Par Michel Dufour
Date de publication originale : 2018 (Fleuve, Pocket)
Genres : Thriller, enquête
Personnage principal : Vic Altran, policier hypermnésique
Il y a sans doute plusieurs raisons pour qu’on tourne rapidement les pages d’un roman : dans ce cas-ci, c’est pour obtenir des solutions aux nombreux problèmes que sème l’auteur en cours de route. Et ça prend beaucoup de talent pour tourmenter le lecteur à un tel point.

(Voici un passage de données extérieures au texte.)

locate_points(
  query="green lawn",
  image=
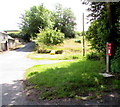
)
(69, 79)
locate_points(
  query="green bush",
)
(115, 63)
(92, 56)
(50, 36)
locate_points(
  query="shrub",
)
(93, 56)
(50, 36)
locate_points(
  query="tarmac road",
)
(12, 68)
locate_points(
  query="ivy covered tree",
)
(65, 21)
(35, 19)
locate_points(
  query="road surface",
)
(12, 68)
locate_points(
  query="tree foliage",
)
(35, 19)
(50, 37)
(65, 21)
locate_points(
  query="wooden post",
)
(83, 38)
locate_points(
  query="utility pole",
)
(83, 38)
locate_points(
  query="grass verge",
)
(36, 56)
(69, 79)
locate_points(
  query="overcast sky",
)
(11, 10)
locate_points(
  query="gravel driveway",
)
(12, 68)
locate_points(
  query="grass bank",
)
(69, 79)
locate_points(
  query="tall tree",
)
(35, 19)
(65, 20)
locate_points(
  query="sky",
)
(11, 11)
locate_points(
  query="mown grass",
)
(36, 56)
(69, 79)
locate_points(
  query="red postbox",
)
(109, 49)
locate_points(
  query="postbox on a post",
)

Dès le début, un jeune homme fuit un barrage routier et termine sa course dans un ravin; dans la valise, on trouve un cadavre de femme très mutilée; mais l’automobile vient d’être volée et son propriétaire est disparu. Nous voilà introduits dans une histoire de jeunes femmes kidnappées, violées, charcutées, assassinées et enterrées.
Tout semble avoir commencé quatre ans auparavant, quand la jeune Sarah Morgan a été enlevée. On n’a plus entendu parler d’elle. Deux policiers de la Criminelle de Grenoble, Vic Altran, servi par une mémoire qui n’oublie rien, et Vadim Morel son fidèle compagnon, enquêtent sur neuf cas semblables. Pour l’enlèvement de Sarah, un flic (Colin Bercheron), plus près de la famille et particulièrement de la mère de Sarah, Léane Morgan, s’intéresse particulièrement à ce cas, d’autant plus que le mari, Jullian, vient d’être attaqué et est devenu amnésique, alors qu’il semblait détenir des informations sur sa fille.

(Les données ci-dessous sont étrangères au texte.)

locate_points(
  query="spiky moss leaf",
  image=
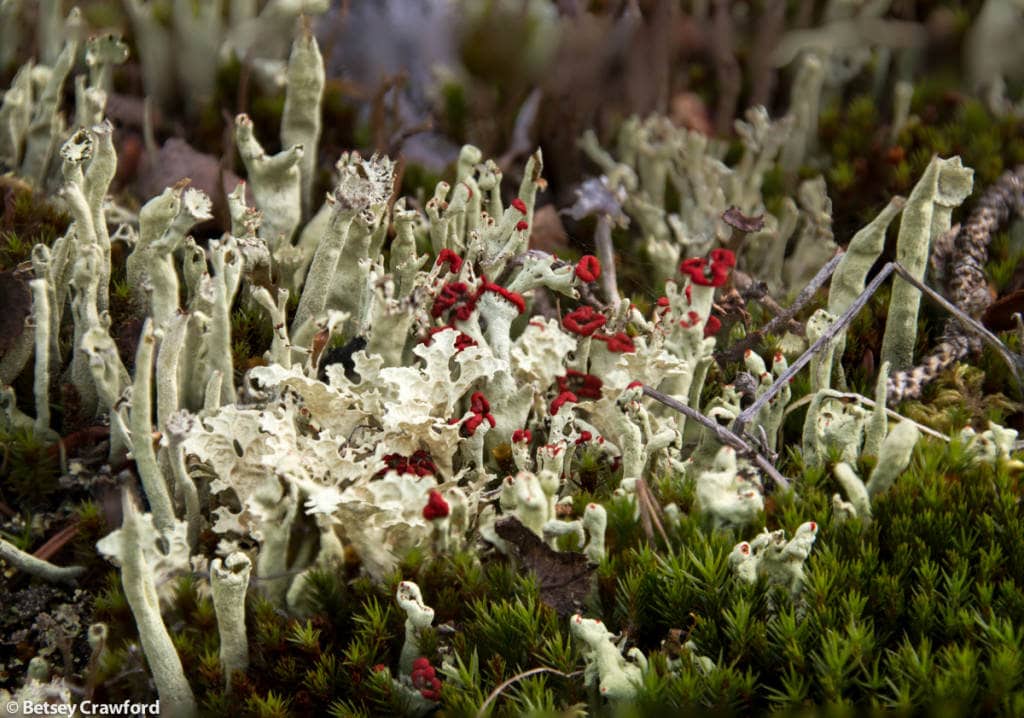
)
(32, 471)
(507, 634)
(28, 218)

On a arrêté en 2015 Andy Jeanson, qui a avoué huit meurtres et indiqué le lieu des enterrements. Mais, dans le cas de Sarah, et d’une jeune aveugle, Apolline, qui vient d’être enlevée, Jeanson, emprisonné, ne semble pas dans le coup. On suspecte Félix Delpierre; d’un autre côté, les agissements de Jullian suscitent aussi une certaine inquiétude chez sa femme et chez le policier Colin. Elle-même découvre un autre suspect, qui aurait été battu et torturé par Jullian.
Derrière tous ces suspects se dissimulerait le véritable maître d’œuvre de tout ce charnier : il se ferait appeler Moriarty.

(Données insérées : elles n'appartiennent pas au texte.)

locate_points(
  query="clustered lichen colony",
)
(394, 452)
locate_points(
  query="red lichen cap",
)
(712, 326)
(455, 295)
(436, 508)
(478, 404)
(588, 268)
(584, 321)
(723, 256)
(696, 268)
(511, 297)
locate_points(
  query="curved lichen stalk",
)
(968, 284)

Alors que les forces de l’ordre sont un peu perdues, c’est Léane qui met le doigt sur le véritable metteur en scène de tous ces drames. Une confrontation ultime s’impose.
Le roman est long et touffu, mais le rythme ne faiblit pas et Thilliez épargne l’angoisse du lecteur par des chapitres courts et en alternant l’enquête de Vic et Vadim d’une part, et celle de Léane d’autre part. Aussi en multipliant les problèmes, de sorte que notre attention est sollicitée de bien des côtés à la fois. Bref, c’est un des thrillers les plus stimulants que j’ai lus depuis un bout de temps qui, malheureusement, se termine misérablement. Je ne parle pas de l’issue de la confrontation (que j’aime bien), mais de la divulgation du grand coupable, qui viole certaines des plus importantes règles de Van Dine et que je considère comme une insulte à l’intelligence; du moins, après avoir été séduit tout au long du récit par une brillante intelligence organisatrice, on se serait attendu à une apothéose finale plutôt qu’à l’utilisation d’un truc de débutant.
Extrait :
Un bruit soudain paralysa Léane au beau milieu de l’escalier. Elle braqua sa torche droit devant elle, retint son souffle. Avait-elle rêvé ? Le bruit recommença, plus franc, plus distinct. Une espèce de raclement d’acier contre de la pierre, qui venait d’en bas.
Elle n’était pas seule.
– Il y a quelqu’un ?
Plus un son. Le vent ? Impossible. Elle prit son courage à deux mains et s’engouffra dans les profondeurs du fort. Elle crut se rappeler qu’il y avait, au bout de cet escalier, une pièce sans fenêtre, en pierre, qui servait jadis à entreposer la nourriture des militaires. Elle stoppa net devant une photo maintenue par un clou dans le mur de droite : un portrait de Sarah, 13 ans à peine. Puis une autre plus bas… Et encore une. Sarah partout. Les photos manquantes des albums étaient toutes là, par dizaines, accrochées à la pierre.
L’antre de la folie.
Un pied après l’autre, la peur chevillée au corps, elle s’enfonça plus encore. Sa lampe creva l’obscurité de la réserve. Elle braqua son faisceau, balaya le mur opposé et frôla l’arrêt cardiaque lorsque le cercle de lumière s’arrêta sur des poignets menottés, puis sur un visage qui n’avait plus rien d’humain, tant il était tuméfié.